The flanking squadron, meanwhile, was to peel off and engage the Confederate flotilla or whatever targets of opportunity the rebels might afford, while the main force kept both forts under fire, widening the elliptical attack so as to bring its guns in closer on every turn.

And so it was. At the signal from the commander on the
Wabash
, leading the way across the sunlit water, the fleet steamed forward, two columns in close order. A flash and a roar shot out from Fort Walker, echoed at once by Beauregard. The ships took up the challenge and the fight was on. As they neared the turning point, Tattnall brought his four makeshift warships down the sound, and from a raking position let go several broadsides at the
Wabash
as soon as she came within range. The gunboats gave him their attention then; whereupon the Confederate, with fourteen Union men-of-war to his immediate front, discreetly came about and made a swift, flat-bottomed retreat up Skull Creek, three miles northwest of the fort on Hilton Head. He was out of the fight for good, bottled up by the gunboats, which took station off the creek mouth. According to a Savannah newspaper published five days later, Tattnall dipped his pennant three times in jaunty salute to his old messmate, “regretting his inability to return the highflown compliments of Flag Officer Du Pont in a more satisfactory manner.”

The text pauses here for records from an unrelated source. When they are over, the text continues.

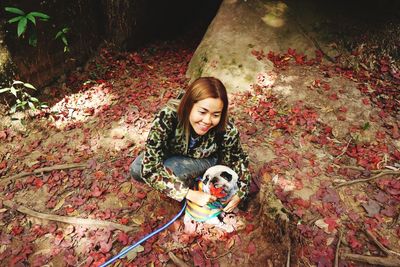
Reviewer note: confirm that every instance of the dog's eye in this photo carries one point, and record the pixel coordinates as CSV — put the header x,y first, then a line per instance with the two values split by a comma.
x,y
226,175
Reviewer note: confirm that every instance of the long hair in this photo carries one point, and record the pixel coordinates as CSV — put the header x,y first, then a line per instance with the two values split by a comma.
x,y
202,88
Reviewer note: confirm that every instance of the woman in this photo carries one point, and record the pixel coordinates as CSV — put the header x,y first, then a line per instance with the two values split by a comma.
x,y
184,142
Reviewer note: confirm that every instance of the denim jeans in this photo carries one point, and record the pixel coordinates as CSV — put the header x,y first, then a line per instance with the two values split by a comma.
x,y
185,168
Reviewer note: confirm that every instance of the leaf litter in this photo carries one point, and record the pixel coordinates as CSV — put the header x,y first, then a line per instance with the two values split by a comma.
x,y
335,124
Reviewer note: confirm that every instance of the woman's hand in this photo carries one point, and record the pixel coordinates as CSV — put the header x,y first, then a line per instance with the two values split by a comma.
x,y
233,203
200,198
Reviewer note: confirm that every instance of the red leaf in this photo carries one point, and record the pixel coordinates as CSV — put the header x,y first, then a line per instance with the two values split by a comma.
x,y
141,194
16,230
123,238
38,182
198,259
249,228
251,248
218,192
332,223
124,221
366,101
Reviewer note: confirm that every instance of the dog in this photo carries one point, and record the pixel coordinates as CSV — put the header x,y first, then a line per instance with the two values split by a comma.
x,y
221,182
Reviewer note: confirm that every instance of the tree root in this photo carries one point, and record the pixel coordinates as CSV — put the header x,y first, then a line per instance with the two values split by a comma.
x,y
382,173
45,169
69,220
375,261
178,262
336,264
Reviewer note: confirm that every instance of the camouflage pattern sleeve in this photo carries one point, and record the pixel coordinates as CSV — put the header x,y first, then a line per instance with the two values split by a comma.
x,y
234,157
153,171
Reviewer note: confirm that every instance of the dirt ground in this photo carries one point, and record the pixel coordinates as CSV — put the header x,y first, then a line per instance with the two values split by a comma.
x,y
325,138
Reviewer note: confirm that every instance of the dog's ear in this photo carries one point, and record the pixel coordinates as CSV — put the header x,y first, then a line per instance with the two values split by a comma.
x,y
206,178
226,175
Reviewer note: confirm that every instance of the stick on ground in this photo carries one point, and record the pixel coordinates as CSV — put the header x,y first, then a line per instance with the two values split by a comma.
x,y
69,220
45,169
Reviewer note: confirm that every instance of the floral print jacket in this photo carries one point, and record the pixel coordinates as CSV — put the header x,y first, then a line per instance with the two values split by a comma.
x,y
166,138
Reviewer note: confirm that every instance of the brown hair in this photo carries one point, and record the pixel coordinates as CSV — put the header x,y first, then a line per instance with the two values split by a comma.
x,y
202,88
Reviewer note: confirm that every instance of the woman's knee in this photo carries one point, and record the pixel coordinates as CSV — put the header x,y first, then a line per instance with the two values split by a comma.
x,y
136,168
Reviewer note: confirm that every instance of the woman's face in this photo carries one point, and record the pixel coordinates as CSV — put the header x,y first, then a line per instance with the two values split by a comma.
x,y
206,114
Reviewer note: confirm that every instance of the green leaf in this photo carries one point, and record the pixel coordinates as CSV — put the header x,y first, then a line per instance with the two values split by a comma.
x,y
13,109
30,86
31,105
31,18
4,90
22,26
58,34
18,18
64,40
40,15
14,92
33,40
15,10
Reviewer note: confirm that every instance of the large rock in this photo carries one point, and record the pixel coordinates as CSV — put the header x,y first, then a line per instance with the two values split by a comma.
x,y
241,27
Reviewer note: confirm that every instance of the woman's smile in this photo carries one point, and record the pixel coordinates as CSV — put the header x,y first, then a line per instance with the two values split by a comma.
x,y
205,115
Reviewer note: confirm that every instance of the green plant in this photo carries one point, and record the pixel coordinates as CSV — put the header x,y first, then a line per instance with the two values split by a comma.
x,y
23,20
62,35
23,99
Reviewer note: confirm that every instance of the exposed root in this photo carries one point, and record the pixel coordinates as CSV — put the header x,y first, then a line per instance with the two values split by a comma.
x,y
375,261
336,264
178,262
382,173
45,169
392,258
69,220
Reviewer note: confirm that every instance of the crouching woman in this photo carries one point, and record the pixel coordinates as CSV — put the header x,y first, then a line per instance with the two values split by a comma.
x,y
185,141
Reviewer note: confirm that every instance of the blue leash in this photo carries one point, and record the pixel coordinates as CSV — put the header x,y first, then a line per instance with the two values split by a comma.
x,y
125,251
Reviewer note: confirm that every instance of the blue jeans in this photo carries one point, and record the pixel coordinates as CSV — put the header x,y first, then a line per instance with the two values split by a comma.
x,y
185,168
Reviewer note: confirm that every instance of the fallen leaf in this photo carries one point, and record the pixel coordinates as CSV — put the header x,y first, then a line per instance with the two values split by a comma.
x,y
132,254
372,207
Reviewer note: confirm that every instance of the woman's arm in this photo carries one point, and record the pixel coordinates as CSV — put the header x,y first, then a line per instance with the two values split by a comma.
x,y
153,171
232,155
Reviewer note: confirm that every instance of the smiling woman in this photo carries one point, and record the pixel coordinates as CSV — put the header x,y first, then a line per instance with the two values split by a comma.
x,y
184,142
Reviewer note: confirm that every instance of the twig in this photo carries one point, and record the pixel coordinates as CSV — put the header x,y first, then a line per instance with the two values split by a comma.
x,y
396,220
69,220
379,244
288,256
219,256
392,258
361,169
336,264
45,169
178,262
373,260
345,149
383,173
316,44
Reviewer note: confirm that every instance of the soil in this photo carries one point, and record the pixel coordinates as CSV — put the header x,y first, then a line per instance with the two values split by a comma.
x,y
309,126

By then the Federal captain was busy elsewhere, with little time for compliments, highflown or otherwise. As the main column turned south, beginning its first eastward run, each ship opened with its forward pivot against Fort Walker’s northern flank, which Du Pont had learned from reconnaissance was its weakest. The cannon being lodged on the parapet—which, if it increased their range, also increased their vulnerability—several
were violently dismounted, others lost their crews, and the gunners, taken thus by enfilade from a direction in which they had not expected to fight, were dismayed. A British correspondent on one of the Union ships saw tall columns of dust spring up from the fort to mark the hits the fleet was scoring, and it looked to him “as if we had suddenly raised from the dust a grove of poplars.”